Sometimes, Mystique's had a point. The Agee storyline, for instance, comes to mind. It seems it was a good thing Mystique happened to be there as it turned out, but really it was just coincidence and Mystique berated Rogue pretty mercilessly for being so careless when Rogue really hadn't been so. Rogue had checked into things or at least tried, but Mystique showed no motivation to find out why Rogue thought Rogue was doing this or why she wasn't being terribly careful and not taking any chances. Instead of talking to Rogue about it in a supportive way, though, asking why she'd do such a thing, she made assumptions and attacked Rogue with angry, hurtful, button-pushing. Rogue showed more signs of breaking away from Mystique then when she told Mystique that she'd seen her thoughts and that they "weren't right". She listened to what Mystique had to say and let what wisdom there was in it in without letting the insults add to her low self-esteem. In the end, Rogue made the decision on how to handle things and Mystique was not only unhappy about that, but it appears she may have even killed Agee to make sure Rogue didn't get the chance to ever rethink her decision. Ties like htat Rogue can do without. Rogue knows Mystique has a basic criminal mind and even at 17 and as a member of the BOEM, she was already showing signs of rebelling against that.

She'll probably always (if written decently in the book) have issues tearing at her that weigh heavily on her own ideals vs. her love for Mystique, whom she knows doesn't share those ideals. But that very controversy is, I feel, what shows that Rogue is not defined by Mystique. Maybe by the controversy of loving someone she has problems trusting and respecting, but not by Mystique herself and that, to me, makes Rogue way above "trashy".
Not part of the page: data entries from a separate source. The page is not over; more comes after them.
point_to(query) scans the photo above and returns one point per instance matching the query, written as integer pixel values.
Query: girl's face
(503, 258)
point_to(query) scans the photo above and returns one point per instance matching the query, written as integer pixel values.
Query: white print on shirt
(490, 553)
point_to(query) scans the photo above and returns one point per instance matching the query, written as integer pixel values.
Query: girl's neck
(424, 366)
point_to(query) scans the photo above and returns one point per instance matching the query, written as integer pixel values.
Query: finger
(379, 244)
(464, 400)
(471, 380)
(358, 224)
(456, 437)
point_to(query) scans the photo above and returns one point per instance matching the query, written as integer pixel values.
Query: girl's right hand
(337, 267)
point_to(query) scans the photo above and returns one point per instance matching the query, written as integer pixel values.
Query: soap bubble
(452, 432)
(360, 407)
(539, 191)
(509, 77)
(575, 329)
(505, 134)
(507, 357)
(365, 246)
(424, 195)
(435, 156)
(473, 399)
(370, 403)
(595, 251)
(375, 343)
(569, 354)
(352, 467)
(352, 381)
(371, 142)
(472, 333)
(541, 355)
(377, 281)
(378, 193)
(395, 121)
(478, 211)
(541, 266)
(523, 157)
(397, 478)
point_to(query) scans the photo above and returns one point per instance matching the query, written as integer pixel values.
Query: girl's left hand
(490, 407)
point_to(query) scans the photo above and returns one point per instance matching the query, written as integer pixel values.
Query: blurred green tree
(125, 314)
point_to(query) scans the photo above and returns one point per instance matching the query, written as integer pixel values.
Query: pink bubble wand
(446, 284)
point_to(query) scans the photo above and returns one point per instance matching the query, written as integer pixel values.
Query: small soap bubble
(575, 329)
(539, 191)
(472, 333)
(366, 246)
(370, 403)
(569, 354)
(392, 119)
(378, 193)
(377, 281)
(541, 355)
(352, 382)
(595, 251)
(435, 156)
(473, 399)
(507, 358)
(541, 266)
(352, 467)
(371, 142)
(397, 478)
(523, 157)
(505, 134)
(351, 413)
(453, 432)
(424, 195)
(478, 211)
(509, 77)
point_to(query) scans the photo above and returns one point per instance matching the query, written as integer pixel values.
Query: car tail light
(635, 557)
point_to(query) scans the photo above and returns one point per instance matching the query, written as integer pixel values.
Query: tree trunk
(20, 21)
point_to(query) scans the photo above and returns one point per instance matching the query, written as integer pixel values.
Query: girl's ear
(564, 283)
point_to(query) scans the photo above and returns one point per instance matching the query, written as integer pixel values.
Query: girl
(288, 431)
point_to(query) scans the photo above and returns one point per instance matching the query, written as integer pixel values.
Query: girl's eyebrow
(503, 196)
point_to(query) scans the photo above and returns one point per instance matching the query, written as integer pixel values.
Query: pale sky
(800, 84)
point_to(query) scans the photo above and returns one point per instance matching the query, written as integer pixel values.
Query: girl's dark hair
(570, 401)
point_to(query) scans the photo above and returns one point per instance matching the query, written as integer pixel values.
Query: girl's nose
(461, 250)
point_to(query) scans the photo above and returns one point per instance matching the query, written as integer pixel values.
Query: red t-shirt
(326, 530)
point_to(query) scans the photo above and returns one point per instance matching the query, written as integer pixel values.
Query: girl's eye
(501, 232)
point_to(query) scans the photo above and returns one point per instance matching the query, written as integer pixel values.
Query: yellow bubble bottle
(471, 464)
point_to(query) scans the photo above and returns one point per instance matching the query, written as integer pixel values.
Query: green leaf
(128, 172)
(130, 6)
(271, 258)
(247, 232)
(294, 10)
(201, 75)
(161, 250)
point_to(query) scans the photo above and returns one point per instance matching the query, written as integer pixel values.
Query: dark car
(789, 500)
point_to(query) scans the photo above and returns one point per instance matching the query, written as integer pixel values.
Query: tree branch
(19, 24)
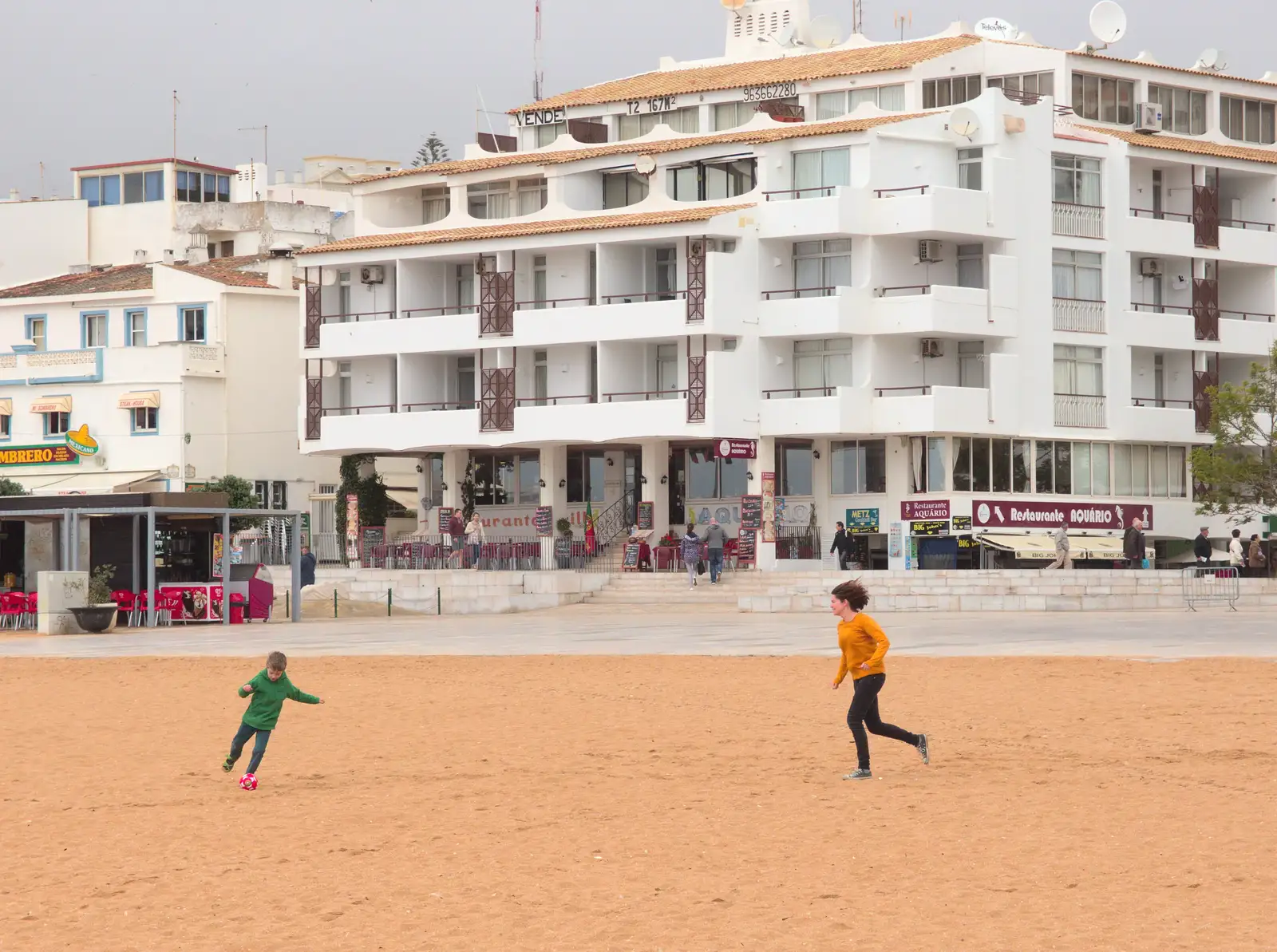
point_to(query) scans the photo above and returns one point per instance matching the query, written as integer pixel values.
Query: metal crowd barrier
(1206, 585)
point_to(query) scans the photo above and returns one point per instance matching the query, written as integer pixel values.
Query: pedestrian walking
(691, 551)
(864, 646)
(1063, 554)
(715, 539)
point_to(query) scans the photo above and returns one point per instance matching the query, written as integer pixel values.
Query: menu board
(646, 515)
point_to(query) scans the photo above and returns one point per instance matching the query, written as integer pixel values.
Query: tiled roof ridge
(546, 226)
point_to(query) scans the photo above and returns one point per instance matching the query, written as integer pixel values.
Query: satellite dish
(963, 124)
(996, 28)
(1108, 22)
(824, 32)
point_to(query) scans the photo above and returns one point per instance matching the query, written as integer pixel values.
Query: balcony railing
(815, 192)
(789, 294)
(1079, 410)
(904, 191)
(1078, 221)
(1078, 314)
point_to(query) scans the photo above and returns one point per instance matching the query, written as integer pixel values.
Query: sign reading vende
(38, 456)
(989, 513)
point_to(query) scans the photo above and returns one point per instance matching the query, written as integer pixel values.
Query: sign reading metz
(1002, 513)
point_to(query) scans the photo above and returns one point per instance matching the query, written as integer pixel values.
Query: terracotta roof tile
(787, 130)
(1198, 147)
(555, 226)
(816, 65)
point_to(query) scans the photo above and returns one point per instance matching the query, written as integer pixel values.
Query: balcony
(1077, 314)
(1079, 410)
(1077, 221)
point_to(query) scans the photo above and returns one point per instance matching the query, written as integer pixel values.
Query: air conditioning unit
(1149, 117)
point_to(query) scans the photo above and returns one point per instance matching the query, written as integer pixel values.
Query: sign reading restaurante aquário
(1002, 513)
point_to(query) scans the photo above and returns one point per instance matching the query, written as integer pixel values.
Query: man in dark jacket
(842, 545)
(1133, 545)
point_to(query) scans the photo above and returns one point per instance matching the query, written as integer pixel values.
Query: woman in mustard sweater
(864, 646)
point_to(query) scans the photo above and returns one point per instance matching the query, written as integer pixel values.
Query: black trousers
(864, 713)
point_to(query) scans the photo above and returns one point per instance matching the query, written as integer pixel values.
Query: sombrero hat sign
(80, 442)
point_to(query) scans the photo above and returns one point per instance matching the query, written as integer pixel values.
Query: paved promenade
(587, 630)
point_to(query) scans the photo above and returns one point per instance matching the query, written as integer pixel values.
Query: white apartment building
(955, 280)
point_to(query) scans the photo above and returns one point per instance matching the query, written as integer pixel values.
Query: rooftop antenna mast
(538, 73)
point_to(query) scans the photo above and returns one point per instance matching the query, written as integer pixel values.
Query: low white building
(947, 283)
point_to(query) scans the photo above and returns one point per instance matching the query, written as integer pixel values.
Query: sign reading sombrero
(81, 443)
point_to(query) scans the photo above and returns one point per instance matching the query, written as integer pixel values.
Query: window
(133, 191)
(824, 364)
(681, 120)
(820, 266)
(436, 204)
(857, 468)
(1030, 83)
(146, 419)
(532, 196)
(1247, 120)
(974, 464)
(1183, 110)
(621, 189)
(819, 172)
(93, 330)
(793, 468)
(488, 199)
(971, 266)
(1104, 98)
(1079, 370)
(926, 464)
(970, 166)
(949, 91)
(1077, 180)
(1013, 466)
(36, 332)
(1077, 275)
(193, 324)
(585, 475)
(57, 424)
(971, 364)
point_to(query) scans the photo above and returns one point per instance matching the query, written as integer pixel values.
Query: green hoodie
(268, 697)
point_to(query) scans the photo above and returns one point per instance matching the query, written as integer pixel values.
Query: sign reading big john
(989, 513)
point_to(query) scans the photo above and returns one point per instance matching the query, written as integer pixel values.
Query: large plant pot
(96, 618)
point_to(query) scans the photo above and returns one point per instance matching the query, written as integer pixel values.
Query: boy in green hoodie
(268, 688)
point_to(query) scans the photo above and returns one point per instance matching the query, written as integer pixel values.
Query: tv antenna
(1108, 25)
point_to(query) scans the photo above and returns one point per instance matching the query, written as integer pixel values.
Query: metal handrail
(824, 293)
(797, 193)
(645, 296)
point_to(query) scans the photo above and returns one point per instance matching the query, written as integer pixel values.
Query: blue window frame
(136, 328)
(93, 328)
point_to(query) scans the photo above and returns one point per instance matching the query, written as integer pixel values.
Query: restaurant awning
(53, 405)
(140, 398)
(1044, 547)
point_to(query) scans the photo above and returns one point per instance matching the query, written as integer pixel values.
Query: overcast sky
(87, 82)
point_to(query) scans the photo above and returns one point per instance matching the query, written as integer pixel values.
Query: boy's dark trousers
(242, 735)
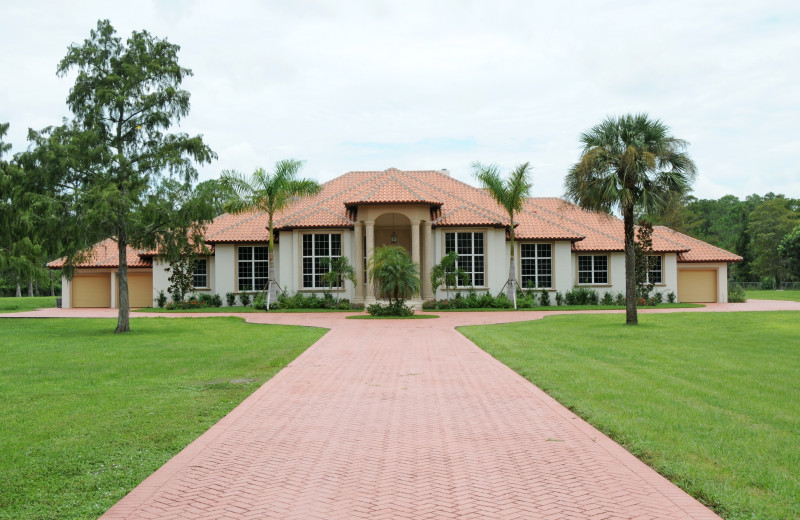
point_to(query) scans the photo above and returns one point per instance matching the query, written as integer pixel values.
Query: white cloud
(515, 81)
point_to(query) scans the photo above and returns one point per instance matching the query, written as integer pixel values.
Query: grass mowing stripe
(710, 400)
(87, 414)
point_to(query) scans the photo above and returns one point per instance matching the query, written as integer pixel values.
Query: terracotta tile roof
(695, 250)
(452, 204)
(104, 254)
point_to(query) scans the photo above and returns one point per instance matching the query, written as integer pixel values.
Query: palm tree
(394, 272)
(511, 194)
(269, 192)
(630, 163)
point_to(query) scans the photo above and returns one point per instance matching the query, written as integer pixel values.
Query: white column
(370, 224)
(358, 261)
(427, 261)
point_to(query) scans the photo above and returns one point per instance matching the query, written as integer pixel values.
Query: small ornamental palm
(270, 193)
(630, 163)
(511, 194)
(394, 273)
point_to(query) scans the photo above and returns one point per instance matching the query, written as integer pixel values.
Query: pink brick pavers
(402, 419)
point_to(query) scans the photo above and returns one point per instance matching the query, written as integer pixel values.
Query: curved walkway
(403, 419)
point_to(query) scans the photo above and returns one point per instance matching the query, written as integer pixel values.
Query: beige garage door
(91, 290)
(140, 289)
(697, 286)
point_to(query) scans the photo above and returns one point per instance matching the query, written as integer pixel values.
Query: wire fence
(782, 286)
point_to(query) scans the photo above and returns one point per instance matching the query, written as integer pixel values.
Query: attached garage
(697, 285)
(91, 290)
(140, 289)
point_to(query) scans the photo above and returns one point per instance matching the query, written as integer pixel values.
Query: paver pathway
(402, 419)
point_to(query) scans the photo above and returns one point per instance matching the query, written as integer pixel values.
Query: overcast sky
(438, 84)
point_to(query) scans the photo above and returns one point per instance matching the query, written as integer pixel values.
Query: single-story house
(559, 245)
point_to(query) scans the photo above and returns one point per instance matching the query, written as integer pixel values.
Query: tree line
(763, 230)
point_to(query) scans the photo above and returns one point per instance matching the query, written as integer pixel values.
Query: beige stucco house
(559, 246)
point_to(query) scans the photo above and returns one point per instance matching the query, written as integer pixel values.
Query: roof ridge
(486, 212)
(579, 223)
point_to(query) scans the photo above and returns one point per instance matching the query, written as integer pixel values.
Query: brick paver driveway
(402, 419)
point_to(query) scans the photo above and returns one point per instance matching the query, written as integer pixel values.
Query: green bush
(736, 294)
(544, 298)
(161, 299)
(396, 308)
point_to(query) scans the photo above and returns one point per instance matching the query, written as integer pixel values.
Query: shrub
(395, 308)
(582, 296)
(260, 301)
(544, 298)
(161, 299)
(736, 294)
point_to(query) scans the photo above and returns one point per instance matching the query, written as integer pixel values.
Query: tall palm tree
(511, 194)
(630, 163)
(269, 192)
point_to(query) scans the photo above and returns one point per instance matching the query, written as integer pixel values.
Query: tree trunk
(123, 317)
(512, 273)
(631, 317)
(271, 283)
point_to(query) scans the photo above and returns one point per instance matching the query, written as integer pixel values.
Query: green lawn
(12, 304)
(793, 296)
(87, 414)
(712, 401)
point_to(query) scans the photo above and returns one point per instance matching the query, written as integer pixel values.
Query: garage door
(697, 286)
(91, 290)
(140, 289)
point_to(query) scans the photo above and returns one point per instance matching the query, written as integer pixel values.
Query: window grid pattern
(253, 267)
(200, 274)
(536, 266)
(469, 246)
(317, 246)
(593, 269)
(654, 275)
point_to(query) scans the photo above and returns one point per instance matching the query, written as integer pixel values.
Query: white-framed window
(200, 274)
(655, 274)
(592, 269)
(470, 249)
(536, 266)
(317, 246)
(253, 267)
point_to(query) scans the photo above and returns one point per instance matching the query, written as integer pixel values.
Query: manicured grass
(709, 400)
(87, 414)
(572, 308)
(413, 317)
(12, 304)
(793, 296)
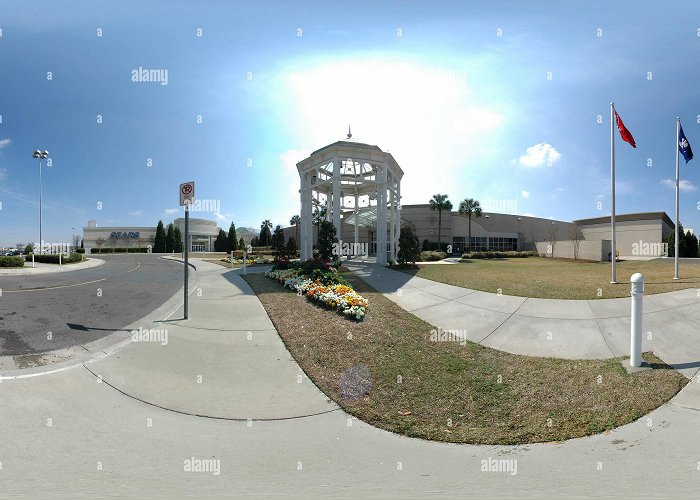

Finally, "Southern" is something that can help define her, but I think only to the point she allows it to and only if others want to define her by stereotypes accorded to people of certain backgrounds, locales, cultures, etc., whether for good or bad.

To me, a person is defined not by the things thrown at them in life, but how they handle them.

Still, because this thread started with the movie not having Rogue and Mystique show ties in it, I should close this by noting that I don't think that's necessarily a bad thing, either. It's my understanding that the first sequel will have something to do with Gambit and that may, in turn, bring Rogue in as a more major player as well in that next film. If so, I can see how they might introduce the idea that Rogue was rasied by Mystique then or that she has at least some ties to her in a caretaker way. Even in the books, this was done with Cyke and Sinister. It was revealed later in the books that the orphanage Cyke grew up in after he thought his parents were killed was not-so-coincidentally run by Sinister, whom he hadn't recognized as that person. A similar story could be "revealed" in later plotlines.

But my point above is that even if it isn't, I don't think it's going to make such a difference in Rogue's character that her not being tied to Mystique in the movie will naturally make the movie and Rogue's character in it stink by default. It might make that movie character better. I'd rather keep an open mind.